Tell us a little about yourself and what you do.
As an artist, my major focus is on painting. I specialise in still life and landscape and I am obsessed with colour. It is the driving force in all my work. I have developed a style I call ‘fragmatism’. Where semi-abstract images float, dissolve and fragment across the canvas.
Garden of Eden
I come from a design background, having been a graphic designer for over 25 years, I have always strived for a creative life. Design has given me a foundation and discipline that has helped structure my creative life. It has also gave me a job that paid the bills.
I currently paint out of my garden studio in Sydenham. I balance this with teaching private art classes and workshops as well as a bit of freelance design work. I live with my husband, Mike and my studio critic, Sketch, the cat.
I love helping others discover their own creative path too. I ran an art school for over a decade and I have also been an EDTV Arts presenter where we streamed live art classes to schools throughout Australia. I’ve hosted life drawing classes for years and I have run art events and art parties. I now host annual workshops in Fiji, and teach one-to-one art classes.
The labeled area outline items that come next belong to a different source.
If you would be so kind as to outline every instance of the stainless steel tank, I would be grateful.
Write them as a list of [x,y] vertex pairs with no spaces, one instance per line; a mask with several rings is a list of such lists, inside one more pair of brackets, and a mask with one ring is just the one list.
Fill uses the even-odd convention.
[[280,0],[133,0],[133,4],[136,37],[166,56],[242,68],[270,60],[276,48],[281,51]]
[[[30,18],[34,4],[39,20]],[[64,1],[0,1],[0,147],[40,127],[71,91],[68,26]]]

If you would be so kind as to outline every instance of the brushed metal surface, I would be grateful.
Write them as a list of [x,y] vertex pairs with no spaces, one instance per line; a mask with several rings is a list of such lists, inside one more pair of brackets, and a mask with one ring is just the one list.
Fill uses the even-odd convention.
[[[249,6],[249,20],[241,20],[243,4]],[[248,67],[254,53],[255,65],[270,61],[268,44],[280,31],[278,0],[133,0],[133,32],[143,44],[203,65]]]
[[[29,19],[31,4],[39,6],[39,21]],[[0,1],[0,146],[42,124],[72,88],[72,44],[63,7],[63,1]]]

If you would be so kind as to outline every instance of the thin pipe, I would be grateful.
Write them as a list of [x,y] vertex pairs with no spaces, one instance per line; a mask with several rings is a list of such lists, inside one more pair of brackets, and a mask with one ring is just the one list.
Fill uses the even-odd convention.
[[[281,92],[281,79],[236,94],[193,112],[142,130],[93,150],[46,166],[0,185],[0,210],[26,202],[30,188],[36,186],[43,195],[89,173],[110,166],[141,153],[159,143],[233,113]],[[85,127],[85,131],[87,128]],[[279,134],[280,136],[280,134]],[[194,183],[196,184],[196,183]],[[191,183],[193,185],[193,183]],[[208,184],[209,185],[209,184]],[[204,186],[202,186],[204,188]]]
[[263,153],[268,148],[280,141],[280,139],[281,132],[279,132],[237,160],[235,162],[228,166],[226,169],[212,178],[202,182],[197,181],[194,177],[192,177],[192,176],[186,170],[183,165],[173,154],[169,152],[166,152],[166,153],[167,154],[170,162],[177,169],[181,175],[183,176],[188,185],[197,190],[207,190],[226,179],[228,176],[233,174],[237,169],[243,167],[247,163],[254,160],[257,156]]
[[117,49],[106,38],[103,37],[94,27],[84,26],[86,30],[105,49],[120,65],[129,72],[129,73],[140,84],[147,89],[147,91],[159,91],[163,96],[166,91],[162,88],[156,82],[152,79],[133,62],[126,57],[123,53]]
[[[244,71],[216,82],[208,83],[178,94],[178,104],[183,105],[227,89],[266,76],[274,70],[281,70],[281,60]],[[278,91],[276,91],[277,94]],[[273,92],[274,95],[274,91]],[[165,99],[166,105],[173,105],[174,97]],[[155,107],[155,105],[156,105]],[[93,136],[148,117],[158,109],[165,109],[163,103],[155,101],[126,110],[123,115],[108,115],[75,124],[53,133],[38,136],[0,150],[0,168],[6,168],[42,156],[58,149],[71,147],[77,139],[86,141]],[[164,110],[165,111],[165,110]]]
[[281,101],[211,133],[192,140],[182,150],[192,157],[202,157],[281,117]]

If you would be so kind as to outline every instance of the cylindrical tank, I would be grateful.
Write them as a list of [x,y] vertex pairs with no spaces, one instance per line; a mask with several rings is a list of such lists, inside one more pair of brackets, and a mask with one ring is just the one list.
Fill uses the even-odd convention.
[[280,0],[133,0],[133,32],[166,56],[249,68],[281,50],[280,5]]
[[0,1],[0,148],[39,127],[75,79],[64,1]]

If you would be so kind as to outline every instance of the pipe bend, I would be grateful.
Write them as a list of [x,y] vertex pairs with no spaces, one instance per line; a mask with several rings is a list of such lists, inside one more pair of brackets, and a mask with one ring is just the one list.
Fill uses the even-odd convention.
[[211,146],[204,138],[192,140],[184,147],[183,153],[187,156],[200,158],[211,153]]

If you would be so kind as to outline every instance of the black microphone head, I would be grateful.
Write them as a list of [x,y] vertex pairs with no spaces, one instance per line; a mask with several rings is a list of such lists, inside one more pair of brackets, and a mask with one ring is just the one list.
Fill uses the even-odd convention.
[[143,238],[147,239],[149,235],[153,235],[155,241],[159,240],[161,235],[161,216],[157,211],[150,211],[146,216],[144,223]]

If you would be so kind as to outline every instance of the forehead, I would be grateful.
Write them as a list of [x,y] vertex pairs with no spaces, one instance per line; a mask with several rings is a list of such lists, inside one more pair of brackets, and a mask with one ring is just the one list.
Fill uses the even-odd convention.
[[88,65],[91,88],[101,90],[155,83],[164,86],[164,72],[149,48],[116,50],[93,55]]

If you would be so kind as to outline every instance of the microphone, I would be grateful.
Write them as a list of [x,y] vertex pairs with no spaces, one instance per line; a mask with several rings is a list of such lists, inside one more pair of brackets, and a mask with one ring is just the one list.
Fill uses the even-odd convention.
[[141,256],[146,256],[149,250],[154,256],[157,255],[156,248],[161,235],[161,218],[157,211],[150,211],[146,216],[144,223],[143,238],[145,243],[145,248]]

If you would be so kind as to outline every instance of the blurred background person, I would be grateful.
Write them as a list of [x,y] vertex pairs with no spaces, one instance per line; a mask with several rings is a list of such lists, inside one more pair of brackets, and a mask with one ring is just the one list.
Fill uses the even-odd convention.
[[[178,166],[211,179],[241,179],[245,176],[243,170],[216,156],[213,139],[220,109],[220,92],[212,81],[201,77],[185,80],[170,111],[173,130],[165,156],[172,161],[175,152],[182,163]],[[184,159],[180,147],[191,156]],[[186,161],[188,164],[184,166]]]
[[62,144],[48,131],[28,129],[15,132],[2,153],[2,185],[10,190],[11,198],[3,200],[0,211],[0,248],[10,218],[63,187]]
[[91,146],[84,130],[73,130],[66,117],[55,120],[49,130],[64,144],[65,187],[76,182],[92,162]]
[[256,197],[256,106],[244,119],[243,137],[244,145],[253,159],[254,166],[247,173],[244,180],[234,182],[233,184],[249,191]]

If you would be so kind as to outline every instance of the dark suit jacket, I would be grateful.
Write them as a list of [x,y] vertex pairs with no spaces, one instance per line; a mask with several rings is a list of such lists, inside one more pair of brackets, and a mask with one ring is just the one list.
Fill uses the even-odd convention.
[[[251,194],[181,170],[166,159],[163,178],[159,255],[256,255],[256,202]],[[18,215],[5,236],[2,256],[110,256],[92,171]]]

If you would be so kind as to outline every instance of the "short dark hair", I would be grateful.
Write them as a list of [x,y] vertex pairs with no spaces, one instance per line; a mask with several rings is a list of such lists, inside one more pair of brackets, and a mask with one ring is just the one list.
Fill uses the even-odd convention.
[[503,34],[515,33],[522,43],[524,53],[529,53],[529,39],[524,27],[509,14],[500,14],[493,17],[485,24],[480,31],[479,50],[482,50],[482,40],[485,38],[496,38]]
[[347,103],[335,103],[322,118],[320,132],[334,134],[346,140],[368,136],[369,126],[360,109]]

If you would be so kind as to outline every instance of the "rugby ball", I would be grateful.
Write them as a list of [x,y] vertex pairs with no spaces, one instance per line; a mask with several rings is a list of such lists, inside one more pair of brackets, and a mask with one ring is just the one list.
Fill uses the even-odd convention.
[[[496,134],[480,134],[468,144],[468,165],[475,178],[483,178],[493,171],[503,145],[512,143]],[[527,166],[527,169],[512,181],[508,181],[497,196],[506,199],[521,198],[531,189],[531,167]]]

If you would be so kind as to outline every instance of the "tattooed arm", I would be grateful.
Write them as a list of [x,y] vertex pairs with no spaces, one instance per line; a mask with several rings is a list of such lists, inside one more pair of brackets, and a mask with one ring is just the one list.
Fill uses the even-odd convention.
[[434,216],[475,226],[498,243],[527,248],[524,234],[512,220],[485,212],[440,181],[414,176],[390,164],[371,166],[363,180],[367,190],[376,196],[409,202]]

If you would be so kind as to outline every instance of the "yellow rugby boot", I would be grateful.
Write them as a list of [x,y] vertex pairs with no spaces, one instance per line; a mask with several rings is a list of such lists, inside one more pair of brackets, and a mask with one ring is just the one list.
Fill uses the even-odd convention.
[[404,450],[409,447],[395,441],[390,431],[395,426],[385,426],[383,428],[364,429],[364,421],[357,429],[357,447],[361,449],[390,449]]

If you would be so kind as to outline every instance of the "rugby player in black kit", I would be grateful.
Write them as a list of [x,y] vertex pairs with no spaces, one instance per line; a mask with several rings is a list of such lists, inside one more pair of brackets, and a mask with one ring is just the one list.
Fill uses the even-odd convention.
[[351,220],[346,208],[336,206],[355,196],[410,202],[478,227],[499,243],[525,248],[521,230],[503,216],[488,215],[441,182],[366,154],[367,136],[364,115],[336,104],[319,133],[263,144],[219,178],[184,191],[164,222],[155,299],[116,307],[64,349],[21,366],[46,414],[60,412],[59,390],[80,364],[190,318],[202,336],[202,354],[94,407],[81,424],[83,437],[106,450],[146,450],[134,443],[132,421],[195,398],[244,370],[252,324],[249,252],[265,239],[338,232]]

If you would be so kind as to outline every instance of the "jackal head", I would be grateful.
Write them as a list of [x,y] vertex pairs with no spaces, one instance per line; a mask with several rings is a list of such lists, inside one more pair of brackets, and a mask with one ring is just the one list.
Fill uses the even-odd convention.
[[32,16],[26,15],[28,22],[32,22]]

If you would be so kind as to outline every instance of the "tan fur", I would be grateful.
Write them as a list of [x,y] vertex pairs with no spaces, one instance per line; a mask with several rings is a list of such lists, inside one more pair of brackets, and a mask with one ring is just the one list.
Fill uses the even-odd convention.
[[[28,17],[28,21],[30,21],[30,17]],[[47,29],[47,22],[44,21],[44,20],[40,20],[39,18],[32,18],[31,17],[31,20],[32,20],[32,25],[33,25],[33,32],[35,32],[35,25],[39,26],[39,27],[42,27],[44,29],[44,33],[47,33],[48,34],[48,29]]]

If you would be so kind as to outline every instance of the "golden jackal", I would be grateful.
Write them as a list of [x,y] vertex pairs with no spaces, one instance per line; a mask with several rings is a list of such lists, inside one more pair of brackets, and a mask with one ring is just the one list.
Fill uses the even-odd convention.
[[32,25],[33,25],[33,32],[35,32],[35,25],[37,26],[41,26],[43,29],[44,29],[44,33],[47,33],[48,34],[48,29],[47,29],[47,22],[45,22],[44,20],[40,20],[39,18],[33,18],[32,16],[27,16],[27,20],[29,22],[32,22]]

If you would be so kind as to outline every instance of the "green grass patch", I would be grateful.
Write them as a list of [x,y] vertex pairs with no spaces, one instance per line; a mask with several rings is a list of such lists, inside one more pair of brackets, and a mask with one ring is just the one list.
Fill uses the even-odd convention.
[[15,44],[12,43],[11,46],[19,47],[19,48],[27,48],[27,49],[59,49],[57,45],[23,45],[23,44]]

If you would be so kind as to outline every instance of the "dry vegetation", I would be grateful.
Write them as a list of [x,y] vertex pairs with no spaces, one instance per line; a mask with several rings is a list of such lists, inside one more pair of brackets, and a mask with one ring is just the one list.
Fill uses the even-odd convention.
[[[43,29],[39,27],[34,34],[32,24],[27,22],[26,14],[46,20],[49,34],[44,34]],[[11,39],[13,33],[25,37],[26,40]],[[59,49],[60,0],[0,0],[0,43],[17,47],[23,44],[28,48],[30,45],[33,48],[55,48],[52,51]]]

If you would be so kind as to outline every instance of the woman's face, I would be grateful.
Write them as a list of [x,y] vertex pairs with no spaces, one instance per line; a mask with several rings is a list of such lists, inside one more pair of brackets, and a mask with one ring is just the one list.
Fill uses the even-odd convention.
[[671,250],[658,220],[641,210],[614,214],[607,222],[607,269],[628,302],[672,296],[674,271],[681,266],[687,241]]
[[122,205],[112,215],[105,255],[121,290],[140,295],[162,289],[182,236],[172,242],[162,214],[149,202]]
Where do you get your inspiration from when you paint?
Connections to our environment and the objects that fill them, are themes that continue to inspire my creative practice. My subject matter tends to gravitate towards locations which are ‘water bound.’ I also love transforming everyday items into vibrations of colour. I love dramatic colour, so I am drawn to places and subjects with strong light and shadow.
Tell us about your very first job and what path have you taken since then?
My first part time job was as an assistant in a store called ‘House and Garden’. I would spend hours filling fancy toothpicks and spoons into small display baskets. I also got to set up home ware displays. Funny… I had to wear an apron back then when I was 16… I’m still wearing one, it’s just that it’s covered in paint now!
I was always creating and making a mess at home. There was always some art project my mother was asking me to clean up off the table so we could eat our dinner!
When I left school I was desperate to stay in the arts, but I needed some skills that might get me a steady job. I went off and did my Graphic Design Degree at Newcastle Uni. I came to the big smoke, Sydney, where I was always employed as a Designer and Studio Manager. But the Design world just didn’t seem to offer me enough creative satisfaction and I became very frustrated. As a side project I opened an Art School with a business partner in Mosman. This opened the doors to a life more focused on ‘artistic expression’. I enjoyed teaching and organising to yearly schedules for over 12 years. After this, I decided that I needed to dedicate more time to my own art practice in order to help it progress.
And here I am now. It is always a juggling act between work and art, but I am now much happier living a more ‘creative’ life and feel I am around more people who appreciate these attributes too.
Pineapple Studios in Fiji
How do you usually plan your daily activities?
Now that I have more time to dedicate to my art practice I have had to replan my days. We all know how easy it is for hours to slip away when you are just checking your emails and catching up on the arts in social media. So now I dedicate the morning hours from 9.30-12.30 to the studio. Just like you do if you go into the office. No phone, or emails in that time…’I’m working’. My afternoons are usually spent going to my students homes for private tuition. My students are mainly children, and I love helping them achieve their best. I am constantly surprised by what they can do if just guided in the right direction.
As an artist, what is your biggest frustration?
As any artist will tell you, there are a million speed humps in your art practice. The frustrations fluctuate from week to week. From not having enough time to paint, not being happy with the work you do when you get time to paint, to, not getting into shows, not getting any sales and not getting paid for the sales you get. But the most important thing is that you maintain your art practice and focus. One of the most difficult things I have had to learn (and I am still learning), is to ‘maintain my focus’. Keeping my mind on what I want to get out of my art practice. At the end of the day there are only so many things I can control, such as the quality and skill level of my work and the direction I want to take it to. Getting accepted into shows, sales and galleries involve many elements that I have no control over. Realising this, has really made a difference in how I approach my daily art practice.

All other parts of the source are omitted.